O recado já teria sido passado, inclusive ao presidente do PT, deputado Ricardo Berzoini (SP), segundo relatou em uma reunião recente com empresários, realizada em São Paulo, um interlocutor do presidente com trânsito e credibilidade no meio empresarial.

Durante o encontro, que teve a presença de cerca de 180 empresários, o interlocutor de Lula registrou que os convidados começavam a manifestar dúvidas sobre a convicção fiscalista e ortodoxa do governo na área econômica e a assimilar a idéia, difundida pela oposição, de que, uma vez reeleito, Lula iria "se revelar", ou seja, mostrar a face "chavista" e populista que teria ocultado até agora.

"É um equívoco", reagiu o amigo do presidente, que já observara manifestações semelhantes em outras ocasiões. "O Lula entendeu que quem elegeu o PT foi ele. Não foi o PT que o elegeu", explicou. Ao deputado Ricardo Berzoini, o presidente teria dito que não entregaria mais o governo ao PT, como fez ao tomar posse no cargo, em janeiro de 2003.

Naquele ano, Lula entregou a petistas 20 dos 34 ministérios e secretarias com status de ministério. Boa parte daqueles ministros foi nomeada para acomodar tendências do PT e companheiros derrotados nas eleições estaduais de 2002. Até por esse motivo, Lula descartou de última hora, naquela ocasião, uma aliança com o PMDB, partido com o qual agora espera contar no núcleo da base de sustentação política do governo no Congresso - uma espécie de "federação" de centro-esquerda que contaria com a colaboração, inclusive, de setores do PSDB.

Por outro lado, o PT com o qual Lula espera governar num segundo mandato seria bem diferente do PT que assumiu com ele em 2003. Além do processo que alijou do partido os setores mais à esquerda, com as expulsões de deputados e a formação do PSOL, que abrigou os mais radicais, o grupo que hoje controla a sigla teria se tornado mais pragmático no exercício do poder, como demonstraria o comportamento dos petistas nas últimas votações. Isso ocorreu, especialmente, na apreciação da medida provisória que dispõe sobre o reajuste dos aposentados, quando o PT foi inteiramente solidário à necessidade do governo de vetar o aumento de 16,67% proposto pelo Congresso.

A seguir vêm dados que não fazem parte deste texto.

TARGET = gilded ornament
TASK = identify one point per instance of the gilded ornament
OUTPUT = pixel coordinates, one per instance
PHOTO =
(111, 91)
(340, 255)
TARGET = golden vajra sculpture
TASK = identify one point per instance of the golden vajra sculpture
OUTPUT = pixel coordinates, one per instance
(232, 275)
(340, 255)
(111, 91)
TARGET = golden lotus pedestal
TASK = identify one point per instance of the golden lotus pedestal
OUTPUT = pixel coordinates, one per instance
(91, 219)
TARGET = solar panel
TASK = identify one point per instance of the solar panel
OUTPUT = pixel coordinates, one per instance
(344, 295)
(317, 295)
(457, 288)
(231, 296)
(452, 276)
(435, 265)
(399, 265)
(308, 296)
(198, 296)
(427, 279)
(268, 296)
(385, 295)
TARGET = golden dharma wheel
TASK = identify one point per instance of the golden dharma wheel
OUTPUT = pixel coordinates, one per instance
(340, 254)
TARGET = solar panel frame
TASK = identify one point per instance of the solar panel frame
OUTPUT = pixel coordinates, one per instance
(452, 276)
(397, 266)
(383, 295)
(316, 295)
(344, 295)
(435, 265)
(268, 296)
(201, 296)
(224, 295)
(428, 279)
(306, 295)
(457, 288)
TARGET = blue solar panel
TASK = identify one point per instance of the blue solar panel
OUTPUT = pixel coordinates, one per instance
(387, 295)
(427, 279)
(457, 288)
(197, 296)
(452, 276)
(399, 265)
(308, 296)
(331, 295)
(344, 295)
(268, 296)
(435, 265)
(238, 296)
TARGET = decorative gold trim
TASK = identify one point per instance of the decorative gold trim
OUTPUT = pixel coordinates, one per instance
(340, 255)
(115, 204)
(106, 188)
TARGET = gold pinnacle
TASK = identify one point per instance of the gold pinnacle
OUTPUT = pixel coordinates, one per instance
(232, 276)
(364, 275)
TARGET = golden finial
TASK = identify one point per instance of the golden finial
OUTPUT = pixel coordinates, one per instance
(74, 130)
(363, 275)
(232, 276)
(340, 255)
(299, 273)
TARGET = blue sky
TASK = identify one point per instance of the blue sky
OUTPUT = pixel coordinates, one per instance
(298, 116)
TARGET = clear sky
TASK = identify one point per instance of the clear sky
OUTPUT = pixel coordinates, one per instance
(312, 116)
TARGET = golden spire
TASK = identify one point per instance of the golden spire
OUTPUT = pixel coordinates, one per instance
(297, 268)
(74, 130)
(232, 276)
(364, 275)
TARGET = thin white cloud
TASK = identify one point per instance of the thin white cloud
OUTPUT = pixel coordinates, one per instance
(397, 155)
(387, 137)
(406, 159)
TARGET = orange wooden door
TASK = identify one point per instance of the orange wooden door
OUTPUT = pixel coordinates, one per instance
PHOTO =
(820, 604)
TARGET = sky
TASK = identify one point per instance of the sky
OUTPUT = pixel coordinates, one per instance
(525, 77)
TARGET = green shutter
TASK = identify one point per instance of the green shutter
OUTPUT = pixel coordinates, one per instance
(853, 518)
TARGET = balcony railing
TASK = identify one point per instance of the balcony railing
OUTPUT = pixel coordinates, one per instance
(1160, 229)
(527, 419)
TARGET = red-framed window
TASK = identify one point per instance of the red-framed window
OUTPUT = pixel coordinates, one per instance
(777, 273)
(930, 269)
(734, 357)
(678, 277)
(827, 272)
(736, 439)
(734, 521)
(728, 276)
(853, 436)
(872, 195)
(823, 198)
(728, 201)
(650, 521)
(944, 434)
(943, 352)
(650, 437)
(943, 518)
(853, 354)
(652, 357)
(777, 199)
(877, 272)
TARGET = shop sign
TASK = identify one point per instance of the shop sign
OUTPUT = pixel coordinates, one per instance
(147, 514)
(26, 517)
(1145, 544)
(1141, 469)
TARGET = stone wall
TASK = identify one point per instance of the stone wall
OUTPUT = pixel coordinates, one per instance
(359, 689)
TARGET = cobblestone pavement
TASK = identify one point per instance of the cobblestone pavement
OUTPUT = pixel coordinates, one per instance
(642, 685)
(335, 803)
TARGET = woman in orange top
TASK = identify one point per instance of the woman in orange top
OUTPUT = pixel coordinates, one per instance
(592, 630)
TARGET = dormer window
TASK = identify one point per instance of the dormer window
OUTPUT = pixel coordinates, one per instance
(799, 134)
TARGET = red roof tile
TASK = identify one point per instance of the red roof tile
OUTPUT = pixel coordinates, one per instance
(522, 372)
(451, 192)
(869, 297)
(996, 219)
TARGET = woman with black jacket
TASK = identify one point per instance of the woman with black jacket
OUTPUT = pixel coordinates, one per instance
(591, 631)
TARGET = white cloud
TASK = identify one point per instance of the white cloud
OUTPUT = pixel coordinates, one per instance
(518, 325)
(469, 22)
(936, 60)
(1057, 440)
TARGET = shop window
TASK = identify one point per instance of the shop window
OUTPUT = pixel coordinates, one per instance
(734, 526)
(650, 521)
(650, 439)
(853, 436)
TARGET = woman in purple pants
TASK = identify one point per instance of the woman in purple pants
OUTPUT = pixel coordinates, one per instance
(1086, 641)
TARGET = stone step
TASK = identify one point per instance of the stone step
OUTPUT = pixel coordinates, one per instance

Entre os nomes do PT para um segundo mandato de Lula, dois têm se sobressaído: a ministra Dilma Roussef (Casa Civil) e o presidente da Petrobras, Sérgio Gabrielli. Dilma tornou a Casa Civil um verdadeiro centro de operações do governo, a exemplo do que fazia Clóvis Carvalho no governo Fernando Henrique Cardoso. Ela teria aprendido que "o telefone existe para dar ordens", como diz o interlocutor de Lula, numa ironia à tradição do PT de fazer longas reuniões antes de tomar qualquer decisão.

Gabrielli, dirigente da maior estatal brasileira, tornou-se um assíduo freqüentador da "cozinha" do presidente, alguém que Lula ouve sobretudo em relação à economia. Há dúvidas sobre a permanência de Guido Mantega no comando da Fazenda, muito embora se registre sempre no Palácio do Planalto que "há (nos setores empresarial e financeiro) uma má vontade muito grande" em relação ao ministro. Segundo interlocutores do presidente, Gabrielli pode vir a ser o ministro da Fazenda de um segundo mandato, com Mantega sendo deslocado para outra Pasta.

Peça-chave na costura da aliança com o PMDB, Tarso Genro (Relações Institucionais) deve continuar no ministério, mas há dúvidas sobre se será mantido à frente da coordenação política do governo. Nessa nova geografia política, PMDB e PT formariam a base de uma espécie de "federação" de centro-esquerda para apoiar Lula.

Não se trata necessariamente da criação de um novo partido, mas o governo espera agregar setores do PSDB e deputados eleitos por legendas que não cumpram a cláusula de desempenho nas eleições. A expectativa é que o PMDB faça a maior bancada na Câmara, algo em torno de 80 deputados, bem à frente do PT, com cerca de 50. O "núcleo duro" da sustentação política na Câmara, apostam os aliados do presidente Lula, teria uns 160 deputados.

Com o PT enfraquecido em relação a 2002, Lula teria facilidade para compor um segundo governo mais amplo que o primeiro.